El presidente Juan Manuel Santos dijo esta semana en Pereira que quiere dejar el Gobierno cuando Colombia pueda decir “tenemos paz”.  / Presidencia
El presidente Juan Manuel Santos dijo esta semana en Pereira que quiere dejar el Gobierno cuando Colombia pueda decir “tenemos paz”. / Presidencia

Como una carambola a varias bandas, el proceso de paz entre el gobierno Santos y las Farc que se desarrolla en La Habana (Cuba) ya trasciende las conversaciones entre los delegados de ambas partes. Además del tema de la reelección presidencial, de alguna manera sujeto a los avances en la mesa de negociación, por estos días en los tres poderes públicos y en la política internacional toman forma trascendentales decisiones que apuntan a complementar o a complicar el panorama de los complejos diálogos.

Aunque por lógica el frente alterno es el Congreso, y la prueba contundente fue la visita de seis legisladores a La Habana hace dos semanas, no es la única institución donde la paz se juega su suerte. En la Corte Constitucional, por ejemplo, se avecinan dos determinaciones que van a tener impacto en la negociación entre el gobierno Santos y las Farc, a tal punto que en otras entidades del Estado crece la expectativa sobre la incidencia que tales decisiones puedan tener en la búsqueda de la paz.

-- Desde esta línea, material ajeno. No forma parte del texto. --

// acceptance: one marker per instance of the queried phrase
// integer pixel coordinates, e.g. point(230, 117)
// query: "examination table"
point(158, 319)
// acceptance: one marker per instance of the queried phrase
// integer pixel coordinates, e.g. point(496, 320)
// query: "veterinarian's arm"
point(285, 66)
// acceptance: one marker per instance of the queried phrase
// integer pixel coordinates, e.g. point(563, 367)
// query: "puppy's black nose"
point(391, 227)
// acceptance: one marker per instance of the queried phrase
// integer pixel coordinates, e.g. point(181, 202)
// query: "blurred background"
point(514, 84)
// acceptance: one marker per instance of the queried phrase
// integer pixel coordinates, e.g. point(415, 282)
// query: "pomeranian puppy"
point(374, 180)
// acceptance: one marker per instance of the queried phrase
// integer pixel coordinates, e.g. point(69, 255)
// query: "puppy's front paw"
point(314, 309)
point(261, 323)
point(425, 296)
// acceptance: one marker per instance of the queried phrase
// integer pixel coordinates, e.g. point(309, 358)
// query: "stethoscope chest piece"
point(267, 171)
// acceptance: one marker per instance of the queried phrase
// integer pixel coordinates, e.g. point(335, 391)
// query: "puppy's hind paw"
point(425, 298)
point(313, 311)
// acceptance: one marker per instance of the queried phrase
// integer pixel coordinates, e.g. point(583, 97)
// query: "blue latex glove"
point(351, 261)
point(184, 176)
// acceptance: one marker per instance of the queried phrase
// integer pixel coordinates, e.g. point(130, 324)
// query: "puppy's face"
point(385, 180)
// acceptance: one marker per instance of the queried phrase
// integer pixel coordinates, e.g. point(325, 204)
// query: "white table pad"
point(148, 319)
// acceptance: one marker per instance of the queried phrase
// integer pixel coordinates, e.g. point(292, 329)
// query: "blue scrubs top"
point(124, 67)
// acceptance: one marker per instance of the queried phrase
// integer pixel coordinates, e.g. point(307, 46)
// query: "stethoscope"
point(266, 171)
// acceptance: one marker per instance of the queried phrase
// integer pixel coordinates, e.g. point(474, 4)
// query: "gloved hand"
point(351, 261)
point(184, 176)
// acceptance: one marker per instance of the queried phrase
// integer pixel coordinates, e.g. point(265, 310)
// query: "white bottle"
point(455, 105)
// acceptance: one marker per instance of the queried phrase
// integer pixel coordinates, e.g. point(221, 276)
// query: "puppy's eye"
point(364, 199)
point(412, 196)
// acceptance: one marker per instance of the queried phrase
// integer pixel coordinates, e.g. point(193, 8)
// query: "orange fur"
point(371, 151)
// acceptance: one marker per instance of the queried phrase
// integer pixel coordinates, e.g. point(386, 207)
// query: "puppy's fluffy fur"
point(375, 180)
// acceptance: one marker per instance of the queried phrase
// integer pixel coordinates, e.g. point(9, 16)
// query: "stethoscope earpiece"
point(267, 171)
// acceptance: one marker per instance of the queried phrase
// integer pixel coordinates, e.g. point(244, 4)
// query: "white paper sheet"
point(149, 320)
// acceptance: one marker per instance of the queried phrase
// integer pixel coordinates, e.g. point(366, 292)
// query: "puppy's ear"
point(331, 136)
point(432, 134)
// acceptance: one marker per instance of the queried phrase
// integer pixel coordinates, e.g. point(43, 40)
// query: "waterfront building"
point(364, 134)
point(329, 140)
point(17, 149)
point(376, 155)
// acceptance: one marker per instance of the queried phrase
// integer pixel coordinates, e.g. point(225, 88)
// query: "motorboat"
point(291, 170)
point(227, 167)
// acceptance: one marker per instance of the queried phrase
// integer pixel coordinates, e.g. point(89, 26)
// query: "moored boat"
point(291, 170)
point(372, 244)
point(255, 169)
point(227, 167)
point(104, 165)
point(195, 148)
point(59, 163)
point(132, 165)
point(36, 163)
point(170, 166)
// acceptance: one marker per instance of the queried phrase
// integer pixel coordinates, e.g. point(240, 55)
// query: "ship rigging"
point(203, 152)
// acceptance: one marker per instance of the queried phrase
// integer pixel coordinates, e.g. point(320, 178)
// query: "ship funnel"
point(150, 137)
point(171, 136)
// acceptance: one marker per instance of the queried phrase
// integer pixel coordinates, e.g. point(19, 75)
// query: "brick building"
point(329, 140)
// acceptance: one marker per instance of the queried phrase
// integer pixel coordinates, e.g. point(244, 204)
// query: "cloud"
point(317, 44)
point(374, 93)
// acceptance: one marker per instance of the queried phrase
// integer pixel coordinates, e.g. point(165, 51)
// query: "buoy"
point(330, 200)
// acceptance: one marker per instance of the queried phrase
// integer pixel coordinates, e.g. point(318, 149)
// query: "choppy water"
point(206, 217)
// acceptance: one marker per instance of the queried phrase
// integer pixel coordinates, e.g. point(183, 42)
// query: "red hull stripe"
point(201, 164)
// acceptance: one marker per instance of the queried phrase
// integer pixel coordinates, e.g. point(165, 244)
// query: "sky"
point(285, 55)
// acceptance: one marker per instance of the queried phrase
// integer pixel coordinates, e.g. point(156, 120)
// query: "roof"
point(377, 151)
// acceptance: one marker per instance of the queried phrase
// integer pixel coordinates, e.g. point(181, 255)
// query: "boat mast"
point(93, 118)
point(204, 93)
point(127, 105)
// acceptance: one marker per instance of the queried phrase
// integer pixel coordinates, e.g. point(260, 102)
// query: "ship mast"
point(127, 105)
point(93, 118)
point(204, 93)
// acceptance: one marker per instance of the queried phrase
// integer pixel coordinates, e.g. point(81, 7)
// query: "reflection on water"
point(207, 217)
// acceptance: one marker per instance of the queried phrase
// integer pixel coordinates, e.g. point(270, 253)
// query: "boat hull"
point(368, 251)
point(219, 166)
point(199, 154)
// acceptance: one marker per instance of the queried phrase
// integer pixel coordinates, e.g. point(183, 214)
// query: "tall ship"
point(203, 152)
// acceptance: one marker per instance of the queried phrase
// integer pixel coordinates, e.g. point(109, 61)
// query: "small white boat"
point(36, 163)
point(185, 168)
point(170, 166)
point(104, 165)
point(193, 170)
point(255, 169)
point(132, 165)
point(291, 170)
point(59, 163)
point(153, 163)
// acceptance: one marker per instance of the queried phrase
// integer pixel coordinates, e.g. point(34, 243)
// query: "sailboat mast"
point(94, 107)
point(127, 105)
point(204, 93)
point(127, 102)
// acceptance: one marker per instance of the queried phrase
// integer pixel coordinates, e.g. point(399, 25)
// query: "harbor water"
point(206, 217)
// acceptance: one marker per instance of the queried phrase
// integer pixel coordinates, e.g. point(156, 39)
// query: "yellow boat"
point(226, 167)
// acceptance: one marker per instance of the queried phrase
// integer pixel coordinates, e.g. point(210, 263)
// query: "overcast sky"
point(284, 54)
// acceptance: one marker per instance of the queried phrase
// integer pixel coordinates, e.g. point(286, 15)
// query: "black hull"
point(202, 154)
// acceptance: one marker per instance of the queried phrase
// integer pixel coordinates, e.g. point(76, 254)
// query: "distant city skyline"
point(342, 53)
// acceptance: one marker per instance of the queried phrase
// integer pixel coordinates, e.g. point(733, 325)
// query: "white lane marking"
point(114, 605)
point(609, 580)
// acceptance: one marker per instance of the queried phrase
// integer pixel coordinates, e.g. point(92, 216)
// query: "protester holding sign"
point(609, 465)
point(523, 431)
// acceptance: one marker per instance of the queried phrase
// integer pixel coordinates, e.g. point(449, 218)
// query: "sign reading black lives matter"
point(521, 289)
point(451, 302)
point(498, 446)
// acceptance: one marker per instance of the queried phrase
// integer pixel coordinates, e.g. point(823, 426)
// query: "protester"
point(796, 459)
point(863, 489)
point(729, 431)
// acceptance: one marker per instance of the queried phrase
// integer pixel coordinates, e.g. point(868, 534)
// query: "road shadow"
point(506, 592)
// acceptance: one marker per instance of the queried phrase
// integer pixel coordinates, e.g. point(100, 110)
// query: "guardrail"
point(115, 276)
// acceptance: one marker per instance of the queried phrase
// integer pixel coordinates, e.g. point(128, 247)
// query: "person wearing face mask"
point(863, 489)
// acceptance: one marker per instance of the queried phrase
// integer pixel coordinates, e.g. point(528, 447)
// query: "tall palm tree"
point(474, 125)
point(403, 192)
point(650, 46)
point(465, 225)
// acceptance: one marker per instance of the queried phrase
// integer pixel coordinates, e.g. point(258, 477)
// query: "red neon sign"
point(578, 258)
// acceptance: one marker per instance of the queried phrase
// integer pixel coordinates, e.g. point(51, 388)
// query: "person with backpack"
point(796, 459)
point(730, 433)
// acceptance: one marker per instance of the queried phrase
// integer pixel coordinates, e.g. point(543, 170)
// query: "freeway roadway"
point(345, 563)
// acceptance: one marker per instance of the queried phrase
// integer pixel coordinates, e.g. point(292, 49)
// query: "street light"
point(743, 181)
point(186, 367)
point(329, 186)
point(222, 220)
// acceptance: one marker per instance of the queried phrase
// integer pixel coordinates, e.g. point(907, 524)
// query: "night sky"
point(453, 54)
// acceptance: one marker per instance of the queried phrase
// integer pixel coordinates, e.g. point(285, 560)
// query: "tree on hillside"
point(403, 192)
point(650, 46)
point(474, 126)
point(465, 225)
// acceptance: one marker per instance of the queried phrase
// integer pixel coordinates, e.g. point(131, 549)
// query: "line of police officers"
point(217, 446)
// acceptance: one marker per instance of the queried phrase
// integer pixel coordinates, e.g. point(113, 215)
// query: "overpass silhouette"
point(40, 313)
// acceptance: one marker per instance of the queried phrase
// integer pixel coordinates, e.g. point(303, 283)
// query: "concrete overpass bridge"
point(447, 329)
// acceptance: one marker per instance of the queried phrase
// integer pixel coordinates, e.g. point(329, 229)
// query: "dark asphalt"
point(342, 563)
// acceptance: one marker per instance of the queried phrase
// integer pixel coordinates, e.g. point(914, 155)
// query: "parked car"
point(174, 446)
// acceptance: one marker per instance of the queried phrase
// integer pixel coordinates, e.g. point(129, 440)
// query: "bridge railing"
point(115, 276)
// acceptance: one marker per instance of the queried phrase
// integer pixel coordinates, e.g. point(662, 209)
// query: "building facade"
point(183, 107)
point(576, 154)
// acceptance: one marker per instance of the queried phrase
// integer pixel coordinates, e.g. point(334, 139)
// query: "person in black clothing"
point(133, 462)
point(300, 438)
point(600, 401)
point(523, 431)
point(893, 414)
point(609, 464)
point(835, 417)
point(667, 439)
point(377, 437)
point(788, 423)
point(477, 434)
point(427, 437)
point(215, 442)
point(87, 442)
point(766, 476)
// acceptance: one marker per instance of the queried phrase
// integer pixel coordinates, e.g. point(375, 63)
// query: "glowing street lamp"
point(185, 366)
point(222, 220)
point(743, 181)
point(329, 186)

En primer término, la Corte Constitucional tiene que decidir varias demandas contra el denominado Marco Jurídico para la Paz, es decir, contra la reforma constitucional aprobada en junio de 2012, a través de la cual el Gobierno quedó facultado para impulsar una legislación especial cuando estime que están dadas las condiciones para negociar con un grupo armado ilegal. Esta iniciativa fue demandada por supuesta sustitución de la Carta Política y porque omite el deber de investigar todas las violaciones a los derechos humanos.

Una fuente de alto nivel institucional definió así la incidencia que puede tener este fallo: “Si la Corte Constitucional tumba la reforma, sencillamente se cae el proceso de paz de La Habana. Si la aprueba sin mayores argumentos, atendiendo sólo la parte formal, dejaría intacta la herramienta del Gobierno pero débil para su aplicación. Lo ideal sería una sentencia interpretativa, en otras palabras, que aporte elementos de juicio para aplicar el Marco para la Paz”. Una reflexión que necesariamente conlleva al escenario paralelo: el Congreso.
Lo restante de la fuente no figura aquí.